Bangalore-based outsourcing giant Infosys is hiring – in Bellevue.
The company plans to add more than 100 new employees as part of a big U.S. expansion in anticipation of growth resuming in 2010.
Altogether, Infosys plans to hire about 1,000 people across the U.S. over the next 12 to 18 months, according to Chief Executive Kris Gopalakrishnan, who is in town for Microsoft’s CEO Summit this week and who sat down for an interview before making a presentation there.
Already, 14,000 of the company’s 104,000 employees are based in the U.S.
It remains to be seen whether the hiring will blunt concerns about outsourcing during a time when the U.S. is spending billions to create and preserve jobs.
But Infosys isn’t trying to score publicity points with the jobs as much as finding more people to work with its big customers such as Microsoft.
“We believe business will be there if we add capabilities, more services and solutions to our portfolio and increase the business volume with the existing customers – that’s how we see growth coming to our business,” Gopalakrishnan said.
Since it was started in 1981, Infosys has grown to become one of the top three outsourcing firms in India, where its stature is comparable to Microsoft’s.
Gopalakrishnan said the CEO Summit is “a good way to network with the leadership in the industry, especially in times like these.”
“It’s important to understand and get to know different perspectives, what everybody thinks,” he said. “A lot of impact and influence is because of the collective thinking of people, right? If everybody believes things are going to become better, they do become better.”
Gopalakrishnan also is hoping the gathered executives will have insights into what fundamental changes will result from the downturn. To figure that out, you need to distinguish between the greed that marked the financial meltdown and innovations that were happening, he said.

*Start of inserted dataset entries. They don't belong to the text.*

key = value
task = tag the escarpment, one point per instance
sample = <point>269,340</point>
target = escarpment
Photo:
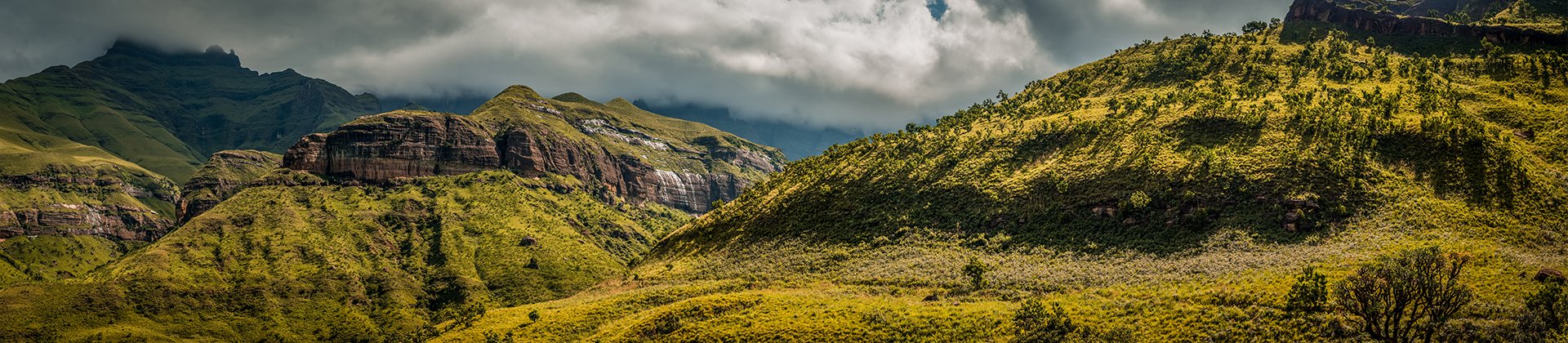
<point>87,203</point>
<point>613,158</point>
<point>397,145</point>
<point>1387,22</point>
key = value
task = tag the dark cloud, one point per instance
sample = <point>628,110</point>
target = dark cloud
<point>843,63</point>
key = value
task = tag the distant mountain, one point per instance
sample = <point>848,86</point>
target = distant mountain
<point>623,151</point>
<point>1187,190</point>
<point>395,226</point>
<point>168,110</point>
<point>797,141</point>
<point>452,104</point>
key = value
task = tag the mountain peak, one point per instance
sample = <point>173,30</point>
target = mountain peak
<point>146,51</point>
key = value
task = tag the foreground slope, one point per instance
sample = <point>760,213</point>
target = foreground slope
<point>1167,193</point>
<point>349,262</point>
<point>618,149</point>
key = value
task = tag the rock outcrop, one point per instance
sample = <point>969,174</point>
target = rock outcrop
<point>397,145</point>
<point>1394,24</point>
<point>87,215</point>
<point>226,174</point>
<point>115,221</point>
<point>599,152</point>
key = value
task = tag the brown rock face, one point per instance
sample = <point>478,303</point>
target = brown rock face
<point>115,221</point>
<point>226,174</point>
<point>1392,24</point>
<point>397,145</point>
<point>421,145</point>
<point>535,151</point>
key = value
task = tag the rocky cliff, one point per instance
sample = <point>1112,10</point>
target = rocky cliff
<point>1387,22</point>
<point>623,152</point>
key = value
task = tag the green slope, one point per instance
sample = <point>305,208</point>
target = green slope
<point>1152,194</point>
<point>350,262</point>
<point>675,145</point>
<point>165,112</point>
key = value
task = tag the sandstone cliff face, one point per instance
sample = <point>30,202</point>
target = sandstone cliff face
<point>1394,24</point>
<point>397,145</point>
<point>226,174</point>
<point>91,218</point>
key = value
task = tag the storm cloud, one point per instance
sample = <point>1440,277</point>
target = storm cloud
<point>869,65</point>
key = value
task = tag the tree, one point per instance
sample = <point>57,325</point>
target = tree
<point>1407,296</point>
<point>976,271</point>
<point>1310,292</point>
<point>1254,27</point>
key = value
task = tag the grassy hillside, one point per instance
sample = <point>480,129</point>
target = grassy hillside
<point>349,264</point>
<point>1169,193</point>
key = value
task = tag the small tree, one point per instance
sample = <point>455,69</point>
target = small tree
<point>1254,27</point>
<point>1407,296</point>
<point>1310,292</point>
<point>976,271</point>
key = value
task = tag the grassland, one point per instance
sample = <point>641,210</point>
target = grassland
<point>1152,194</point>
<point>349,264</point>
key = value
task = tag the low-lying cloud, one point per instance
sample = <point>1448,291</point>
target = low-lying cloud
<point>836,63</point>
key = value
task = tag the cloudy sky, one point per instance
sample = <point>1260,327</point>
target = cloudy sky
<point>836,63</point>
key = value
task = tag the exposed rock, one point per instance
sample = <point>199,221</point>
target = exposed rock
<point>397,145</point>
<point>1548,274</point>
<point>1294,210</point>
<point>532,143</point>
<point>1394,24</point>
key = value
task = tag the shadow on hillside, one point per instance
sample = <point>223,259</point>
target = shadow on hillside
<point>1213,132</point>
<point>1405,44</point>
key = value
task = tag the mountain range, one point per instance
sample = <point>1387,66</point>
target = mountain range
<point>1291,182</point>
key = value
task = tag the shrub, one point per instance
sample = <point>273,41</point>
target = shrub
<point>976,271</point>
<point>1037,324</point>
<point>1310,292</point>
<point>1407,296</point>
<point>1544,314</point>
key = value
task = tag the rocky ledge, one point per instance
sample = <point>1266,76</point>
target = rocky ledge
<point>226,174</point>
<point>115,221</point>
<point>405,143</point>
<point>1392,24</point>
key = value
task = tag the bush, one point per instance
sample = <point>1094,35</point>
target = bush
<point>1310,292</point>
<point>1544,314</point>
<point>976,271</point>
<point>1037,324</point>
<point>1407,296</point>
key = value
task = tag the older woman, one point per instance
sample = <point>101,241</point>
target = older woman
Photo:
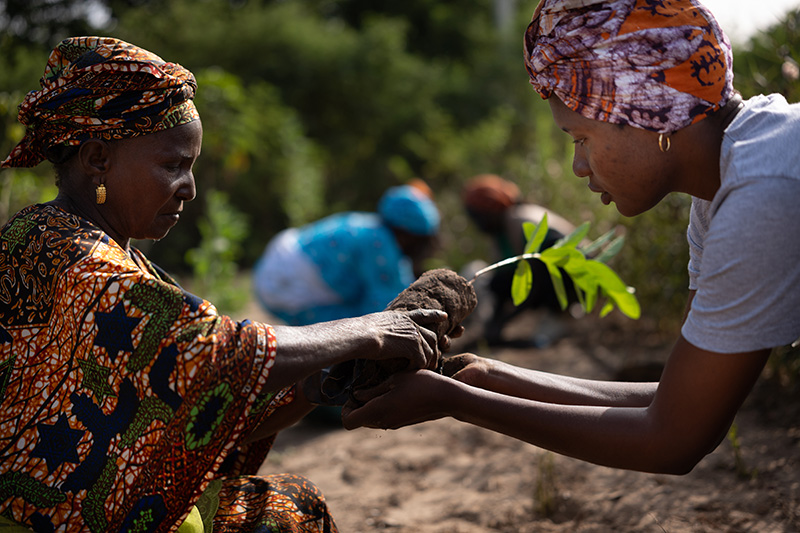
<point>128,403</point>
<point>645,90</point>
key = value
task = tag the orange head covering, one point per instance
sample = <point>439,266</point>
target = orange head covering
<point>658,65</point>
<point>105,88</point>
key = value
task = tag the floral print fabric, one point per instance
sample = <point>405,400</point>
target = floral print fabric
<point>101,87</point>
<point>659,65</point>
<point>121,394</point>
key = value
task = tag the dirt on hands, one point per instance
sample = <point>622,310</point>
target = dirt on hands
<point>441,289</point>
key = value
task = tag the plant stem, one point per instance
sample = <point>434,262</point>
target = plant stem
<point>502,263</point>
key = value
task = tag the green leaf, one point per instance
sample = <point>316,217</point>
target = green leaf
<point>535,235</point>
<point>569,259</point>
<point>574,238</point>
<point>522,282</point>
<point>558,284</point>
<point>611,250</point>
<point>626,302</point>
<point>606,278</point>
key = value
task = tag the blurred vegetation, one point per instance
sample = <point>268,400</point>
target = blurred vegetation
<point>316,106</point>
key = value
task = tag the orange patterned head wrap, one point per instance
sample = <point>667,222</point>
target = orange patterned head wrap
<point>100,87</point>
<point>658,65</point>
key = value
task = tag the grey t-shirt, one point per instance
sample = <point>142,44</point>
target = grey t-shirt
<point>744,245</point>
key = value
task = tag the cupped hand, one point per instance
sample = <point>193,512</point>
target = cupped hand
<point>403,334</point>
<point>467,368</point>
<point>404,399</point>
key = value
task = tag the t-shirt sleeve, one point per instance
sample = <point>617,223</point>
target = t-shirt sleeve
<point>745,271</point>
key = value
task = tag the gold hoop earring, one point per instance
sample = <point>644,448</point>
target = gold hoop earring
<point>101,194</point>
<point>661,145</point>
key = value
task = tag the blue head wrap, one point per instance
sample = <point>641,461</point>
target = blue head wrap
<point>408,208</point>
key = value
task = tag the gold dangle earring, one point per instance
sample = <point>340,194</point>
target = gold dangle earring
<point>101,194</point>
<point>664,147</point>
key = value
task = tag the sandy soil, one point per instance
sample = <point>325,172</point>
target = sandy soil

“If you look at the Internet boom, everybody jumped in, many of those companies got funded, lots of money was poured in,” he said. “Of course many of those companies failed, lots of money was lost but some good things happened – some companies emerged very strong, became the leaders in that space. In telecom, the same thing – a huge amount of money was spent creating bandwidth. A lot of us are benefiting from that.
If there was no expectation of higher returns, that money would not have been spent. Because of the higher returns, a lot of people jammed in, a lot of risk is taken, but I think everybody benefited out of that. Then there was a period of consolidation, a lot of players dropped out. A few companies survived and it goes on.”
“I think we need to figure out what is the role of regulation in this and how we can manage it better.”
Has the recovery begun in India?
“Very early stages,” Gopalakrishnan said. “I hope it is sustained and picks up. The difference with the U.S. is in the U.S. it has gone from 2, 3 percent in GDP growth to approximately zero, about a 3 percent decline. India has also declined 3 percent – it’s gone from 8 to 9 percent growth to 5 percent to 6 percent.
On the positive side it’s still 5 to 6 percent growth, but the decline is similar, actually.”
How concerned is Gopalakrishnan he about U.S. perceptions of outsourcing, especially now that the country is spending heavily to create new jobs?
“I’m concerned,” he said. “It is a very important question to be addressed. There is a short-term and a medium- to long-term issue. Short term, it’s about job losses and what are the right things to do. Medium to long term, you need to focus on the underlying causes, the underlying issues related to that.
If we talk about our industry – if we look at medium to long term – there will be shortages of people in this industry for multiple reasons. If you look at the people coming into this industry, it has been declining in developed countries and increasing in developing countries.”